Observe the nature of the mind of a Jivanmukta (Liberated Sage). It is perfectly balanced under all circumstances. His mind is always cool and unaffected by the pairs of opposites. His mind is free from elation and depression. It is neither elated by enjoyments nor depressed by sorrow and grief. Without being affected by the pleasures or pains of enjoyments though moving in them, the mind of a Jivanmukta will become inured to them. Through internal contentment and freedom from pains, there will arise in the Jnani (Wise men) an equanimity of mind in all circumstances and at all places.
Even when pains and the rest attaching themselves to his body exhibit themselves on his face, his mind never writhes under them or their antithesis. It is free from impure subtle desires. There will be no anger or desire. There will not arise any evil impulse of lust in such a mind. There is not the least longing for objects. His mind is above worldly things. He is not affected by the world. He need not have a separate room or Asana. He need not close the eyes. He need not do any restraint of the senses. A mind which, though apparently enjoying the diverse objects, does not, in reality, enjoy them, may be stated to be Brahman itself.

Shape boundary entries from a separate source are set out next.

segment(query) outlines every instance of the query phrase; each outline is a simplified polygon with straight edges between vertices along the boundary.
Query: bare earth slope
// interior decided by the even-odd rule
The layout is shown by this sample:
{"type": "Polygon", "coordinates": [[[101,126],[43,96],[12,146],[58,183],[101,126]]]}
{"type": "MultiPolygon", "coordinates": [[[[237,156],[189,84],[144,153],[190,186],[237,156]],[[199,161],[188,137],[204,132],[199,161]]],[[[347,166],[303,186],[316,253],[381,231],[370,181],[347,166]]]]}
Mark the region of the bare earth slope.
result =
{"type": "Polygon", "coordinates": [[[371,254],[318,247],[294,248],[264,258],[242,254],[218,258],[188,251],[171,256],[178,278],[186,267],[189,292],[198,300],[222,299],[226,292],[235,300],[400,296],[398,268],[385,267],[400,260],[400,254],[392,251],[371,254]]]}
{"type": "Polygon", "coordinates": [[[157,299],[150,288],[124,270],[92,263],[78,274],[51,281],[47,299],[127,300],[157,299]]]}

An occultist learns through self-control and discipline to work on two planes at once, that is, to be partly out of his body at the same time when he is working on the physical plane; so that, while he is writing or speaking, he may be doing other things with his astral body. When such is the case with an occultist, little need be said of a full-blown Jnani who is resting on his own Self. A Jnani has dual consciousness. He has consciousness of Brahman (Absolute) as well as consciousness of the world. He sees the world as a dream within himself. A Jnani is always in Samadhi. There is no ‘in Samadhi’ and’ out of Samadhi’ for a Jnani like that of a Raja Yogi.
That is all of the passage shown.